Ma procedendo in ordine cronologico, la resistenza sembra intrinseca all’animo del popolo sudamericano. Non si sottomisero mai alla dominazione Inca e combatterono quella che è conosciuta come la guerra più lunga della storia contro gli spagnoli, per poi scontrarsi, come sopra accennato, contro il governo cileno.
La guerra di Arauco, dal 1536 al 1881, vide come protagonisti i Mapuche e i conquistadores spagnoli. Fu proprio durante uno degli innumerevoli scontri di tale conflitto che emerse e si consacrò alla storia la figura di Galvarino. Nel 1557 si svolse la battaglia di Lagunillas, presso il fiume Biobío. Dopo la sconfitta e le ingenti perdite indigene, vi furono anche 150 ostaggi, fra di loro vi era il celebre capo.
Il nuovo governatore del Cile, Garcia Hurtado de Mendoza, colui che aveva deciso la riprese dell’espansione spagnola ed aveva scatenato la guerra, stabilì allora una punizione esemplare. Ai prigionieri doveva essere tagliata la mano destra ed il naso, per Galvarino la punizione prevedeva l’amputazione di entrambe le mani. Ciò doveva servire da monito agli altri Mapuche. In un primo momento il capo chiese infatti di venir ucciso, reputandosi inutile come guerriero. Si rese poi conto però di dover vendicare prima l’onore della sua gente.

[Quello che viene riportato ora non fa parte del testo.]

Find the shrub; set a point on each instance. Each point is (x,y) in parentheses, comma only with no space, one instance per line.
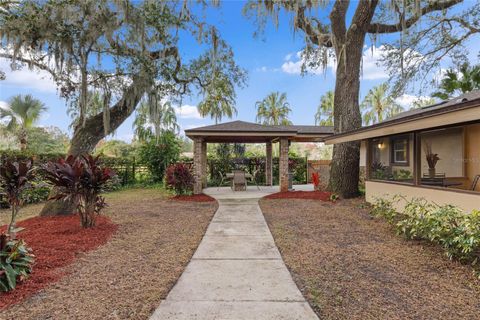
(15,262)
(457,232)
(15,178)
(179,178)
(158,154)
(80,180)
(383,208)
(416,219)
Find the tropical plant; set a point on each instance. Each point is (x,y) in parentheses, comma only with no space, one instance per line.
(80,180)
(16,262)
(152,118)
(22,113)
(432,158)
(456,82)
(316,180)
(179,178)
(378,105)
(15,178)
(158,154)
(324,114)
(273,109)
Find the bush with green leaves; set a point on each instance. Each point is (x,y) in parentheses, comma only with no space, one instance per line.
(179,178)
(16,262)
(15,178)
(158,153)
(457,232)
(417,218)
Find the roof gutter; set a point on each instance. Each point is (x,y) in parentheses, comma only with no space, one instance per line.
(370,131)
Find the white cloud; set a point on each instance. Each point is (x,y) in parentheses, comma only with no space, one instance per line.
(24,78)
(407,100)
(293,64)
(4,105)
(187,112)
(370,68)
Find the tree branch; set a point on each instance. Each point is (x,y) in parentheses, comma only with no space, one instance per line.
(314,34)
(399,26)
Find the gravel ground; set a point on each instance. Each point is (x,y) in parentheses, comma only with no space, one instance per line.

Si fece così legare due coltelli al posto degli arti amputati e, nel successivo scontro, lottò con tutte le sue forze. Nonostante la sua sconfitta e quella del suo popolo, con quelle lame incise il suo nome nella storia e nel cuore dei Mapuche. Ancora oggi è ricordato con grande onore e come esempio virtuoso. Insomma, perdere sì, ma arrendersi mai.